Let’s back up to the 2012 offseason. Once the concussion lawsuits started coming in, you realized you had to do something to create the illusion that you cared about player safety. So when you got wind that Gregg Williams was running a hits-for-pay program, you decided to come down as severely as possible on his then-current team, the New Orleans Saints. Never mind that Williams had reportedly run the same kind of programs during his stints in Washington, Buffalo, Tennessee, and Jacksonville. Never mind that then-Tennessee coach Jeff Fisher, who kept Williams by his side for most of his years as Titans head coach, encourages dirty play from his players.

You saw a chance for a PR opportunity and you took it. And you handed out a punishment in a dictatorial fashion that suggested you were not interested in justice. You wouldn’t let the accused see the evidence against them. You leaked bits and pieces of evidence to “prove” your case even when that evidence was immediately discredited. Your case was so flimsy that the appeals arbitrator— your predecessor, whose law firm represents you in the concussion lawsuits and so has every incentive to rule in your favor– threw out all the punishments you handed to players.

You did all this for your own image. You did it to “prove” you care about player safety. You did it to prove you care about player safety just enough to possibly avoid being culpable in a lawsuit.

Flash forward to today: You care about player safety so much, in fact, that at the same time you were paying lip service to player safety, you were pitching an expansion of the regular season to 18 games (and still are). You care about player safety so much that you’re more interested in handing out big fines for legal hits that merely look bad than you are in doing any sort of research into how equipment changes might reduce the chances of brain injury for players. You care so much that you let the NFL run promote highlights of big, concussion-delivering hits on their website, at the same time you talked out of the other side of your mouth about player safety.

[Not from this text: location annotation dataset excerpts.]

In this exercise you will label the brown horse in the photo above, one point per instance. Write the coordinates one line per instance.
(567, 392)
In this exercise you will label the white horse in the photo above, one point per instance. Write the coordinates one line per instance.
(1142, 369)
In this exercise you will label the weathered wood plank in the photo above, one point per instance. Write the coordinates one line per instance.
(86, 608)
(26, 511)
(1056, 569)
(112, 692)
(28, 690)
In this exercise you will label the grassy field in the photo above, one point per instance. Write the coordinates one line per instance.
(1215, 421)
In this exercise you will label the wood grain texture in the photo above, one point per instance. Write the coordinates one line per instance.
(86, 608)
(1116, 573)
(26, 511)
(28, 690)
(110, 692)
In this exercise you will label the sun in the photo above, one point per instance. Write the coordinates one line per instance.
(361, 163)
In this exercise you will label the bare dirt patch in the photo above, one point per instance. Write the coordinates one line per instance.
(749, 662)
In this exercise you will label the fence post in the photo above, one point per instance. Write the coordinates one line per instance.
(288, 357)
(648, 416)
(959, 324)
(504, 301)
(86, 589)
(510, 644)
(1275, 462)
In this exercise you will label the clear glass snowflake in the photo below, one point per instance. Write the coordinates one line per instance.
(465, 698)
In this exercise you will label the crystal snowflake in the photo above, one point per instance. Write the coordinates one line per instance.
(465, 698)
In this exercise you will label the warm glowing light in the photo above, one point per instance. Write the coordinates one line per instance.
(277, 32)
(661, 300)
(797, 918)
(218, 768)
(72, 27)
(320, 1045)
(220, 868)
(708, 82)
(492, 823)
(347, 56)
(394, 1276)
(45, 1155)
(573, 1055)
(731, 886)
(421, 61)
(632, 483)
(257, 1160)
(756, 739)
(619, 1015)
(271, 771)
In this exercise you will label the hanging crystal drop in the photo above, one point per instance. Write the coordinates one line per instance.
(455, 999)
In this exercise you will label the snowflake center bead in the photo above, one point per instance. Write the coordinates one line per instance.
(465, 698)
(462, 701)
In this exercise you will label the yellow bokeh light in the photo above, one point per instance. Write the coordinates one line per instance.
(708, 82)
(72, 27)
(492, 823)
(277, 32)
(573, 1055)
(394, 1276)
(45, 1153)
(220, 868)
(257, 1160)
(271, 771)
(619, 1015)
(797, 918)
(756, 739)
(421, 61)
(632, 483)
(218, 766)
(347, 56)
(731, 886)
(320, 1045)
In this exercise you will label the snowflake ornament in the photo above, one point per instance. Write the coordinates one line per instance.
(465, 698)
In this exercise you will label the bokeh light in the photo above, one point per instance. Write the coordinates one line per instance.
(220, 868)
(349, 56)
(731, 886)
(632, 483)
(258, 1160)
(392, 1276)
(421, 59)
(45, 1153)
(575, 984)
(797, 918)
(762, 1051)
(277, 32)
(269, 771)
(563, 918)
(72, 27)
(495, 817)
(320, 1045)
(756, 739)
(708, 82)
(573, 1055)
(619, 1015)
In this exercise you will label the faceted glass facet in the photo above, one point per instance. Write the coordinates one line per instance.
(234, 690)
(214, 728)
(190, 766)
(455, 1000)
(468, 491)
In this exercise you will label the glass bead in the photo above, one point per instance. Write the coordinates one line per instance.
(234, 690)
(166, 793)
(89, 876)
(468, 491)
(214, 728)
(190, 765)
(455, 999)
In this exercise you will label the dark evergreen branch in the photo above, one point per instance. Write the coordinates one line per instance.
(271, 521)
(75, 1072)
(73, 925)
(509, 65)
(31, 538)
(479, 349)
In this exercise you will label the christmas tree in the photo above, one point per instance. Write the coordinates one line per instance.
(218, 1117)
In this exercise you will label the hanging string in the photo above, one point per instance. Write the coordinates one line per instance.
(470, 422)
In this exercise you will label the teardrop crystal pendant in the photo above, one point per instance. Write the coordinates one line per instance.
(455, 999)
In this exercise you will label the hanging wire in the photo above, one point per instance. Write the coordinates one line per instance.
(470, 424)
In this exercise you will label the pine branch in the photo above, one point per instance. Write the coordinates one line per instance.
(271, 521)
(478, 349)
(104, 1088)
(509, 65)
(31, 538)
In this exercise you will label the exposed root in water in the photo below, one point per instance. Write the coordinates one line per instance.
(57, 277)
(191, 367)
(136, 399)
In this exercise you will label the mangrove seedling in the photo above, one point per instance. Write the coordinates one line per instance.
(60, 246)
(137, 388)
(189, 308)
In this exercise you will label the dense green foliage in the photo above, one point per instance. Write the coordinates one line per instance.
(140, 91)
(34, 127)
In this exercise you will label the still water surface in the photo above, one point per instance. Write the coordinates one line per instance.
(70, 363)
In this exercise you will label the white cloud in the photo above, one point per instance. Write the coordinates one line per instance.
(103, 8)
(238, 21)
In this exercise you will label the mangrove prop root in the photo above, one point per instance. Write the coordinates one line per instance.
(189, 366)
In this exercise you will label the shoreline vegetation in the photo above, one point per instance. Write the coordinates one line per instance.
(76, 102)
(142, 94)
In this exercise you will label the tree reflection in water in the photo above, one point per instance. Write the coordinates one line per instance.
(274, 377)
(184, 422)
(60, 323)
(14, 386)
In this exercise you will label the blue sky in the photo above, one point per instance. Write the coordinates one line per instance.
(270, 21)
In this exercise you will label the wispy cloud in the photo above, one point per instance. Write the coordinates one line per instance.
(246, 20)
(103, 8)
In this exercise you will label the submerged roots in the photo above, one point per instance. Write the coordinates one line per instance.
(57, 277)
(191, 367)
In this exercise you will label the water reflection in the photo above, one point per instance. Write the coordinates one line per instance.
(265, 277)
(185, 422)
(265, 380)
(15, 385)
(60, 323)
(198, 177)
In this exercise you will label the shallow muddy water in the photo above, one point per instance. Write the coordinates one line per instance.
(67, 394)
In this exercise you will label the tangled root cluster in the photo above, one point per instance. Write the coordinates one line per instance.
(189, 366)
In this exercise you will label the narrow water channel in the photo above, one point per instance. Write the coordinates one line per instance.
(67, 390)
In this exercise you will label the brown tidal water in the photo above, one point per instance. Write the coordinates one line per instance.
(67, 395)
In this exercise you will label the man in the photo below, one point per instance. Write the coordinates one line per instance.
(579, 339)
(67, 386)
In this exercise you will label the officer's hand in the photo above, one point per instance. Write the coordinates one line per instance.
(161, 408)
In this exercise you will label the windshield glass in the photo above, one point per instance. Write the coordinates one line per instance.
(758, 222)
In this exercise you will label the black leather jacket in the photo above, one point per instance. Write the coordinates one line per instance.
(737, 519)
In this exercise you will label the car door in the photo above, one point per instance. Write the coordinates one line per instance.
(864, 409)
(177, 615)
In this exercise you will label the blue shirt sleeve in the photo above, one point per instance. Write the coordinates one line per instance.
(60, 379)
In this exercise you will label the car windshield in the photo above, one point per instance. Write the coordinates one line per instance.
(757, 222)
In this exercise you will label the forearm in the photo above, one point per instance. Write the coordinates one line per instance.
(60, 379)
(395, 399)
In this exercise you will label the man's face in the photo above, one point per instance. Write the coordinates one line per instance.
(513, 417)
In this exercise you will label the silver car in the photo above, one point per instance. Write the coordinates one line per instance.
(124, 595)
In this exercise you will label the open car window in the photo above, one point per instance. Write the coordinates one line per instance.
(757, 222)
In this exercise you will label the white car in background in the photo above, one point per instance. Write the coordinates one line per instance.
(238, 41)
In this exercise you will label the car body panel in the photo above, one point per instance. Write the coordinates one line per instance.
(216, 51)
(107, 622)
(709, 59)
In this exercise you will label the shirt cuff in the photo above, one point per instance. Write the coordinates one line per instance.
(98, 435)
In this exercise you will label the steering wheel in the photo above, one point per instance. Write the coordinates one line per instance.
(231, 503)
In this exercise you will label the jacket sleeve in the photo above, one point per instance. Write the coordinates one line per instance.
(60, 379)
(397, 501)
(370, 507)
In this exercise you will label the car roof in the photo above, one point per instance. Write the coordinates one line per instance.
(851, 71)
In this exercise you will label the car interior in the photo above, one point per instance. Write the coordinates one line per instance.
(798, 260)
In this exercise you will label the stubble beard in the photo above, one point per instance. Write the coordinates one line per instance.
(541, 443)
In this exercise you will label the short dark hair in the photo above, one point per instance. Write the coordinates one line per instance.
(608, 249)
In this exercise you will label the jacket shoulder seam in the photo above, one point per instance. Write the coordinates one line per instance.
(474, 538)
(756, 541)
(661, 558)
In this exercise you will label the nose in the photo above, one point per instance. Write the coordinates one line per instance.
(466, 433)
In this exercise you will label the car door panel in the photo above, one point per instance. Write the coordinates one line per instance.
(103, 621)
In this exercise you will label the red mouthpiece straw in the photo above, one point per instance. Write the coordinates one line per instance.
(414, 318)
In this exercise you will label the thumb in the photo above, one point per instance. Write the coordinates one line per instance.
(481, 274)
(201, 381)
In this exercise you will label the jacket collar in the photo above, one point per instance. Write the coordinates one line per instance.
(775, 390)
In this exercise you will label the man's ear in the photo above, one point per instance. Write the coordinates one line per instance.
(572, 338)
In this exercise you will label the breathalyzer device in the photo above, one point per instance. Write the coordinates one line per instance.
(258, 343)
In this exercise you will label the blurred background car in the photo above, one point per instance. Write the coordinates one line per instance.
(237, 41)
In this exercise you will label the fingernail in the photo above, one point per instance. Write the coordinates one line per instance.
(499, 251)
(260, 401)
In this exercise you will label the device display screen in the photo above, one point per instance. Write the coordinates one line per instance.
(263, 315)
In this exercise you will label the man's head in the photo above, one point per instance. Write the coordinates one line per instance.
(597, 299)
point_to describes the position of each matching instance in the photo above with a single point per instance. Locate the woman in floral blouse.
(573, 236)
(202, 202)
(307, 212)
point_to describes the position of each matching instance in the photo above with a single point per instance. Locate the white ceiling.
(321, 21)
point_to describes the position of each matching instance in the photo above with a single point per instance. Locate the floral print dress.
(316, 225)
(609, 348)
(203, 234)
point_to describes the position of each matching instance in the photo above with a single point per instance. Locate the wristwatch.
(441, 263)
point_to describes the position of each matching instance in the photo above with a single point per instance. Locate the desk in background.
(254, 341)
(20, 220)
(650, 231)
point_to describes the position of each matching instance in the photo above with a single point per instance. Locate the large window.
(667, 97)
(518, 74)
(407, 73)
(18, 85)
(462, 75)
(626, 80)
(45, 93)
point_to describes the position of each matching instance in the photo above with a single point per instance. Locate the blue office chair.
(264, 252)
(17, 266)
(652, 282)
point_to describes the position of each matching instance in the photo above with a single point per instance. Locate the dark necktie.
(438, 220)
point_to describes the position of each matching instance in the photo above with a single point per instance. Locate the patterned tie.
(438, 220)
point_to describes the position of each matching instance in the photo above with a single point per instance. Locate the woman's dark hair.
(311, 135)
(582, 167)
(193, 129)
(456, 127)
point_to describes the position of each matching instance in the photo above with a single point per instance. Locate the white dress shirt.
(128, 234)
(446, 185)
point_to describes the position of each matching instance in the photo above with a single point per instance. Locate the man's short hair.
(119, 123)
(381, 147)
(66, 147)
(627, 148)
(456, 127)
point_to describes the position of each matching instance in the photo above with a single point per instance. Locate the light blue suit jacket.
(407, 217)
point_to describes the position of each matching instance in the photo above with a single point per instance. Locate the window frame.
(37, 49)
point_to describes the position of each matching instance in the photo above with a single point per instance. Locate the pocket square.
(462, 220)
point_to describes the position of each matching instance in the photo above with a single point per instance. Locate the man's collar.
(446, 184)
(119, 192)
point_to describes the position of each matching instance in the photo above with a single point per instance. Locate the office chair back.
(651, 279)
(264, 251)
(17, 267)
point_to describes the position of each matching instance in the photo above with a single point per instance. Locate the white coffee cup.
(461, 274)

You care about player safety so much that you didn’t notice or care that certain team doctors were engaged in shady practices, or that the league’s own concussion expert had questionable credentials.

Now that actual research is being done into those questionable credentials, in a joint partnership between ESPN’s Outside the Lines and PBS’ Frontline, you pressure ESPN into dropping the partnership.

Now, if you really cared about player safety, why would you quash a project that researches it? Why would you use your media partnership to undermine journalistic work?

I think I know why. It’s because you’re a hypocrite, Mr. Goodell. You don’t care about player safety. You care about two things: Making as much profit for the owners as possible, and your own image. And even if this OTL/Frontline partnership would result in improved player safety, it’s bad for your image, so you put it down.

“You’d rather live in shit than let the world see you work a shovel.” I hope the next commissioner of the NFL has more integrity than you do, Mr. Goodell.

EDIT: ThinkProgress is reporting that ESPN claims to have shut down the partnership with PBS over a “sensational”, “over the top” trailer for the League of Denial documentary. (As opposed to the rational, reasonable programming approach that’s brought us First Take or allows ESPN to essentially manufacture its own stories.) This despite the fact that ESPN president John Skipper viewed the documentary trailer a full eight days before meeting with Roger Goodell, and ESPN only backed out after that meeting. Read the article and make up your own mind.